OKLAHOMA CITY
Student leaders say they've come to expect tuition increases every year, but concern is growing among some lawmakers and educators about pricing working-class kids out of a college education.
Some student leaders seemed to take in stride the vote by the Oklahoma Regents for Higher Education last week to raise tuition rates and mandatory fees for resident students by an average of 8.6 percent.
It was the fifth year in a row that tuition had been raised since the Legislature, which used to set college rates, turned that sole authority over to the state regents.
The tuition and fee increases were 10 percent or more at two schools and 9 percent or more at nine others, including the state's two comprehensive universities the University of Oklahoma and Oklahoma State University.
Next year, the cost for 30 credit hours will be $14,915 at OSU and $14,721 at OU.

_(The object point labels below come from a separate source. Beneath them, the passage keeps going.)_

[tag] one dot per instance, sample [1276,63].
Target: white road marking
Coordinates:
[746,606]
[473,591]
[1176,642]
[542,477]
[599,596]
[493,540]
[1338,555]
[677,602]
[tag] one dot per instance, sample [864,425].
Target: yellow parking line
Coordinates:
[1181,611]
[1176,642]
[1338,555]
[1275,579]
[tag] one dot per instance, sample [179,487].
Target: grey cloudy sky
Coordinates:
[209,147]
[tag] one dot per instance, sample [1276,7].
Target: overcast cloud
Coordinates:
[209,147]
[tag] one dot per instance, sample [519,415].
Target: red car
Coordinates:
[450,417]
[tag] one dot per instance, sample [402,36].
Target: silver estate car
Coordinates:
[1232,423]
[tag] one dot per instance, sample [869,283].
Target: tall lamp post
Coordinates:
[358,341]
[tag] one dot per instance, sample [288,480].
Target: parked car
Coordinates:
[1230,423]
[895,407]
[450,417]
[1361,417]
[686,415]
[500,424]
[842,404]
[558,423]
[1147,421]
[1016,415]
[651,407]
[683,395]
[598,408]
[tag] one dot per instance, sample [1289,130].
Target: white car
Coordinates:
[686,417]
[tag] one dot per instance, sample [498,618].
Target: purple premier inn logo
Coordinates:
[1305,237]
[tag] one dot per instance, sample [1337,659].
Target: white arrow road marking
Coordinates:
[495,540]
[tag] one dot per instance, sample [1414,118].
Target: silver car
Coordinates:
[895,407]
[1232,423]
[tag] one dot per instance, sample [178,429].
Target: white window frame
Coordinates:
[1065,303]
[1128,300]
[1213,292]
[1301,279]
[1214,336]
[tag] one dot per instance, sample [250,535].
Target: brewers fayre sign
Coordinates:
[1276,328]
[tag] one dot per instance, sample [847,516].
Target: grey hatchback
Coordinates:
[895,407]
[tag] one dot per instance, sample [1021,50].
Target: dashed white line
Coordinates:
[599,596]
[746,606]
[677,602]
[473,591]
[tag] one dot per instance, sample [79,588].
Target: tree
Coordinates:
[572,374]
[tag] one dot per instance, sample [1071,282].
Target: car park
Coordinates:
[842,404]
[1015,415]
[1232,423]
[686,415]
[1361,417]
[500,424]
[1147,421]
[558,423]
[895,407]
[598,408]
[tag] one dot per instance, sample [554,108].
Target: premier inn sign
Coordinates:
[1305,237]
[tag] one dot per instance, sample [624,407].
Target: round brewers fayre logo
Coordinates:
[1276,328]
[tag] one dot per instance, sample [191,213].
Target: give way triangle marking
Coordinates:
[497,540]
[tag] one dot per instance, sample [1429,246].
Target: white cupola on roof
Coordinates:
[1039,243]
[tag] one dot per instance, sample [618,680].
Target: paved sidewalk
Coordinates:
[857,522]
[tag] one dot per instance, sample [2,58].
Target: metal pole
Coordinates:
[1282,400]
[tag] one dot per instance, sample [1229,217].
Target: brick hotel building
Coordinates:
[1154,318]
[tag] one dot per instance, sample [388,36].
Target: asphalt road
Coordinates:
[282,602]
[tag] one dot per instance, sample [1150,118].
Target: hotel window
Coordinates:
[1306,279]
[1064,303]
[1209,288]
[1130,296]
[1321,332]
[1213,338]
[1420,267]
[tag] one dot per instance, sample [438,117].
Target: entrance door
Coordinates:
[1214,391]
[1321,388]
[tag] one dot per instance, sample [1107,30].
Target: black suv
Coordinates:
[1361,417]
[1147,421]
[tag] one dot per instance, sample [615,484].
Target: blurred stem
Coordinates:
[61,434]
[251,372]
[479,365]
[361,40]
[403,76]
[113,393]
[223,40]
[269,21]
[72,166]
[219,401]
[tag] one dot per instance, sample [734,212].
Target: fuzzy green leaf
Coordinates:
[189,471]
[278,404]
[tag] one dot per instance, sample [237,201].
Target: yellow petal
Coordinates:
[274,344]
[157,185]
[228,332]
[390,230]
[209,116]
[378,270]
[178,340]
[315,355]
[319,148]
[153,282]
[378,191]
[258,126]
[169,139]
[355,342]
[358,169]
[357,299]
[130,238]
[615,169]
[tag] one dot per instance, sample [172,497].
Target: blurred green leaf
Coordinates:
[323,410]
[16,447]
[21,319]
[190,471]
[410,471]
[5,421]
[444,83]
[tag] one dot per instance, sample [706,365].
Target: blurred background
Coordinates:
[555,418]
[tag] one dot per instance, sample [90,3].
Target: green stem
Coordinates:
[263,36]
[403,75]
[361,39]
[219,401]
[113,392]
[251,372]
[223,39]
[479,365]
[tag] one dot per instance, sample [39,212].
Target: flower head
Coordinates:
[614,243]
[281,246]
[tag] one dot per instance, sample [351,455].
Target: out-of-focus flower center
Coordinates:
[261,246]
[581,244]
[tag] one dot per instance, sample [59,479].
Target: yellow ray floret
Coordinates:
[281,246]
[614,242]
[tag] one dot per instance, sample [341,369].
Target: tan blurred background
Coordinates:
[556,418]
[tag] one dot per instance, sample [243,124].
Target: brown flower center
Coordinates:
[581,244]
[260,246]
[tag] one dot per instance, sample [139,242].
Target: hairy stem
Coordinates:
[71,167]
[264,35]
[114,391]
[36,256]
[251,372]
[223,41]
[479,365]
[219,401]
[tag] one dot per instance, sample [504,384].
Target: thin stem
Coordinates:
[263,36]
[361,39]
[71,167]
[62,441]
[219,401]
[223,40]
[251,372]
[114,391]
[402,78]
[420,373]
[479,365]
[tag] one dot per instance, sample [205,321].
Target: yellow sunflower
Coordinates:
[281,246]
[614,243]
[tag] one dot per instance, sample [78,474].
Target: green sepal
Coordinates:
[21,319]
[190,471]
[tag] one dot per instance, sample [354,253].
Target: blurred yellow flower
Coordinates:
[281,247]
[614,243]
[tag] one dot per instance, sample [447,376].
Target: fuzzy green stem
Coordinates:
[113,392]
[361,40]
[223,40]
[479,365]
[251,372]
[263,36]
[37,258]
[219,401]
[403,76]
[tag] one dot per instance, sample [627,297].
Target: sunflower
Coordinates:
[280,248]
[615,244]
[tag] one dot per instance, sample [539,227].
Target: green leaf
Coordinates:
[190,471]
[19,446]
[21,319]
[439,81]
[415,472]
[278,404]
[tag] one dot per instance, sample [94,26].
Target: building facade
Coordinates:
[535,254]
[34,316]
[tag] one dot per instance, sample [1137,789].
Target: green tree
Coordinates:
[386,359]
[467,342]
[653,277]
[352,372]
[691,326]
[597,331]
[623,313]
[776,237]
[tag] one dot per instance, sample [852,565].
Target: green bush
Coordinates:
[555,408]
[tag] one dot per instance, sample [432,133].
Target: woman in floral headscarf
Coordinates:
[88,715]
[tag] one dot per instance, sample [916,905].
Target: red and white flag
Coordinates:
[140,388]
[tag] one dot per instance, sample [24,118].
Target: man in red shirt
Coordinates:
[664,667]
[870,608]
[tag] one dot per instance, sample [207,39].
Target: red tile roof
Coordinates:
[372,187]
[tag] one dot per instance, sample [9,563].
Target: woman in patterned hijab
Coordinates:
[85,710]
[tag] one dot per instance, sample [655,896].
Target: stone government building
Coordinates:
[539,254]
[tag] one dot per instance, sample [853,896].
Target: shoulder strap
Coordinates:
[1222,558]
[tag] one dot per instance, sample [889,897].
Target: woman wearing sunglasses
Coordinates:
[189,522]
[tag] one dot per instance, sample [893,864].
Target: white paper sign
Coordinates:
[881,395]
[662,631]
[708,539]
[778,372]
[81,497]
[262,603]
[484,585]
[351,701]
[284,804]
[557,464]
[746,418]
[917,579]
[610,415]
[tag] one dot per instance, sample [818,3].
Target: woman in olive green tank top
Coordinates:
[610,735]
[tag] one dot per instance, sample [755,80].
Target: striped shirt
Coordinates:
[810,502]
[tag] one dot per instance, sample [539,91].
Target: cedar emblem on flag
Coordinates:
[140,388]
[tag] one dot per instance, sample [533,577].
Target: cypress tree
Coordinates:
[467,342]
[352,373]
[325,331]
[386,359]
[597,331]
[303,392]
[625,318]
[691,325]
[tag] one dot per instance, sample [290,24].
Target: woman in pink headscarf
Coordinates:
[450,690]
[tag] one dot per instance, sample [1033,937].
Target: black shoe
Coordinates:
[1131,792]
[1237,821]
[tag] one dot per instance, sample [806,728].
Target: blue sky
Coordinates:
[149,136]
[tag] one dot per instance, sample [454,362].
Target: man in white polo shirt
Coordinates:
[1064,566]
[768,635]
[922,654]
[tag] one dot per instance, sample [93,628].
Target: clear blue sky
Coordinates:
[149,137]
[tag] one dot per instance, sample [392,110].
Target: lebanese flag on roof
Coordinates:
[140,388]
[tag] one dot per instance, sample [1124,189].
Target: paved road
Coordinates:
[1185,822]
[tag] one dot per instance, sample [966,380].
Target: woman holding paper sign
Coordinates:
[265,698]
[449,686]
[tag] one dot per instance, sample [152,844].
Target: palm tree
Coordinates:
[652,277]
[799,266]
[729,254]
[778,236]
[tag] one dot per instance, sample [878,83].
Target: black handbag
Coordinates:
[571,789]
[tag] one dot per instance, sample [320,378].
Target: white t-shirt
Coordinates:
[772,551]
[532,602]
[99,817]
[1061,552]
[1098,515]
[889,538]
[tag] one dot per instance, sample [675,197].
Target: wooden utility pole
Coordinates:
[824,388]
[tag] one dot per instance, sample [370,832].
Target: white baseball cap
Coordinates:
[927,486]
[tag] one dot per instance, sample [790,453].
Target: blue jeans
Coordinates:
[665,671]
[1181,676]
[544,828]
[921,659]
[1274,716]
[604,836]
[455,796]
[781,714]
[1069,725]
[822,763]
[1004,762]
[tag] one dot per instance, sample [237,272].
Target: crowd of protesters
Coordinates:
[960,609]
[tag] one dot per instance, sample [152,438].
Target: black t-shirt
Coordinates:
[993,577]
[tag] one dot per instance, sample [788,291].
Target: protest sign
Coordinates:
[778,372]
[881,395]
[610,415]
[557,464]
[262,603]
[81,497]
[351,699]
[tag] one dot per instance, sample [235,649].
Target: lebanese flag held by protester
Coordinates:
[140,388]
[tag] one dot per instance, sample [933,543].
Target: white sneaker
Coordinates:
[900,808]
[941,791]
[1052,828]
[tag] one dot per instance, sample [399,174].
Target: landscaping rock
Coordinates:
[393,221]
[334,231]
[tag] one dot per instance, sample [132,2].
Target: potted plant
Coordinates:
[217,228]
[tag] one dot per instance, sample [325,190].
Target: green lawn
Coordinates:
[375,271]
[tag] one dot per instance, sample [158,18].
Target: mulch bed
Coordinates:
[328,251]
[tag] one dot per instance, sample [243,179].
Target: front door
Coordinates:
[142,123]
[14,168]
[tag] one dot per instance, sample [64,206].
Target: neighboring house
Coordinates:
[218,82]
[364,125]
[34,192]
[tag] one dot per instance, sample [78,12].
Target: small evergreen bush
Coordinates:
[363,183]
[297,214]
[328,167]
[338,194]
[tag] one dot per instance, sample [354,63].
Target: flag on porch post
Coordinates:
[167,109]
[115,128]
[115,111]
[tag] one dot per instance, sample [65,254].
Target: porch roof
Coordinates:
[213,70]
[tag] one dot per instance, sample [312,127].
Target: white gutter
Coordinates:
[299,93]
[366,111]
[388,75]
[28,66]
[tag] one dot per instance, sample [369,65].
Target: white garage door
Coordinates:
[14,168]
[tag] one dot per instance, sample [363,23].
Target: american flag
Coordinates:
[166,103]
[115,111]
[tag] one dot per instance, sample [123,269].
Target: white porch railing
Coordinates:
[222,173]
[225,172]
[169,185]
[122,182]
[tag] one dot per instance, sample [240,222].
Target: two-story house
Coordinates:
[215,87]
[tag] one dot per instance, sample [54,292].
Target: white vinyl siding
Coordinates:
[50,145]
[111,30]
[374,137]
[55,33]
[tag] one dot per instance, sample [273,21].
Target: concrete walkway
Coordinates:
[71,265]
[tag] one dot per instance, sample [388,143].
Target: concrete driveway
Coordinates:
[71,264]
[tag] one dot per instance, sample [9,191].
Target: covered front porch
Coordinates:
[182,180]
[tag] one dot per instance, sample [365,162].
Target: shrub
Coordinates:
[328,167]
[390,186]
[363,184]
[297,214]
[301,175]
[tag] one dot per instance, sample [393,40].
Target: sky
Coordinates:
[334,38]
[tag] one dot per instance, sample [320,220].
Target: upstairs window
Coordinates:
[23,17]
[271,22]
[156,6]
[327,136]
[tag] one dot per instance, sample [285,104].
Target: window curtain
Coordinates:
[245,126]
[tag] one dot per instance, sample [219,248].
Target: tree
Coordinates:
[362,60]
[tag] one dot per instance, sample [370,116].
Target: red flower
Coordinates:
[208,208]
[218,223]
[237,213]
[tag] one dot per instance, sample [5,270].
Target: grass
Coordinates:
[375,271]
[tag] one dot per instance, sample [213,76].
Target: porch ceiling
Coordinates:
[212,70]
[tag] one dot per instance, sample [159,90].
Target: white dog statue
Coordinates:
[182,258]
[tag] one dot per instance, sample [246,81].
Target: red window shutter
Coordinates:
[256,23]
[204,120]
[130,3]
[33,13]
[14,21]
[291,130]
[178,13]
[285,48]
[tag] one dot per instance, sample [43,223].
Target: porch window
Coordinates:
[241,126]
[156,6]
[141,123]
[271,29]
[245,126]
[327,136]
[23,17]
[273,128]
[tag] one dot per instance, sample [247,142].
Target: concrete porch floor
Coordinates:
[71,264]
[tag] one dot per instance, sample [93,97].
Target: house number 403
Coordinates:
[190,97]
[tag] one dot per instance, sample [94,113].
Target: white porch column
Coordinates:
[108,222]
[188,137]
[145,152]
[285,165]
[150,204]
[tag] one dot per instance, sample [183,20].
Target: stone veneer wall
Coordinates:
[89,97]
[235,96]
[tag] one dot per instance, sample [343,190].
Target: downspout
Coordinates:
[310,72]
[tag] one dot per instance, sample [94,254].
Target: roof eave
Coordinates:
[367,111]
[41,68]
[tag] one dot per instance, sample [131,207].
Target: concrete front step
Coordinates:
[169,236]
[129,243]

Jordon McGee of Edmond, chairman of the University of Oklahoma Student Association Student Congress, said OU President David Boren had done a good job of explaining the need for the increases.
"I know that the university is being put in a tough situation with costs rising pretty much everywhere," he said.
Olaf Standley of Northeastern State University attended the meeting when state regents, with no discussion, approved tuition and fee schedules approved earlier by boards governing 25 colleges and universities across the state.
"Tuition is going to have to go up, especially since we haven't received enough money from the Legislature," said Standley, a member of a student advisory board to the state regents.
"I've never been in college when there wasn't a tuition increase," said McGee, a senior English major at OU.
Sen. Joe Sweeden, D-Pawhuska, said tuition increases were not automatic when lawmakers had control, however, and when citizens and students seemed to rise up more in opposition to raising the cost of going to college.